I'm not sure that it's really obvious about the sizes of the bars in  your pictures. People may think that the smaller bars are just  photographed from farther away, making them look smaller. I think  listing weights may be a better way to go.

You say you use a light box to take the pics. You know, I bought a light box years ago, and I was never able to get pics from it that I was satisfied with. Never. I think the light in yours looks flat. Just flat. I know how busy we get and sometimes it's just easier to take pics when we have time to do it, but if I were you, the next sunny day, I'd set up my soaps next to a window and try some close up shots to see how they compared. Really good pics can sell your soap.


----------



## hmlove1218 (Jun 16, 2014)

When i take pictures, I have a mix of the two. I have a "light box" that uses indirect sunlight. Im not at home at the moment, but I'll post a picture as soon as I get back. 

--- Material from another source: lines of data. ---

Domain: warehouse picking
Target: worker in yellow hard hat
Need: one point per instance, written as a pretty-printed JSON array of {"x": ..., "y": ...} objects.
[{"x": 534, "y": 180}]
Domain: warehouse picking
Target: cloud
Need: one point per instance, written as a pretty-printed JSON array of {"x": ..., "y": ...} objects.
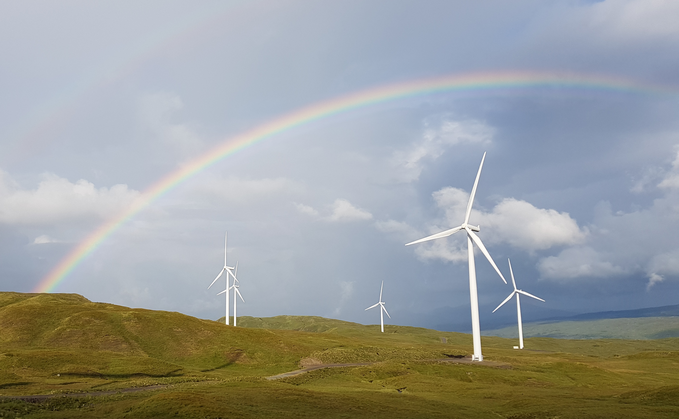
[
  {"x": 343, "y": 210},
  {"x": 155, "y": 112},
  {"x": 577, "y": 262},
  {"x": 635, "y": 19},
  {"x": 440, "y": 132},
  {"x": 45, "y": 239},
  {"x": 627, "y": 243},
  {"x": 340, "y": 211},
  {"x": 671, "y": 179},
  {"x": 526, "y": 227},
  {"x": 305, "y": 209},
  {"x": 57, "y": 200},
  {"x": 239, "y": 191},
  {"x": 346, "y": 291},
  {"x": 512, "y": 221}
]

Basically what I did was take some old canvas boards (for painting) and taped them together, two for walls and one for the bottom. One wall is directly behind the item and the other is to the left because the window that i use is to the right. This way, the light coming through the window is reflected by the white backing of the canvas boards and illuminates the items.


----------



## navigator9 (Jun 16, 2014)

hmlove1218 said:


> When i take pictures, I have a mix of the two. I have a "light box" that uses indirect sunlight. Im not at home at the moment, but I'll post a picture as soon as I get back.
> 
> Basically what I did was take some old canvas boards (for painting) and taped them together, two for walls and one for the bottom. One wall is directly behind the item and the other is to the left because the window that i use is to the right. This way, the light coming through the window is reflected by the white backing of the canvas boards and illuminates the items.



If that's how you took your Etsy pics, it's working well for you, because those pics are very nice!


----------



## aab1 (Jun 16, 2014)

hmlove1218 said:


> When i take pictures, I have a mix of the two. I have a "light box" that uses indirect sunlight. Im not at home at the moment, but I'll post a picture as soon as I get back.
> 
> Basically what I did was take some old canvas boards (for painting) and taped them together, two for walls and one for the bottom. One wall is directly behind the item and the other is to the left because the window that i use is to the right. This way, the light coming through the window is reflected by the white backing of the canvas boards and illuminates the items.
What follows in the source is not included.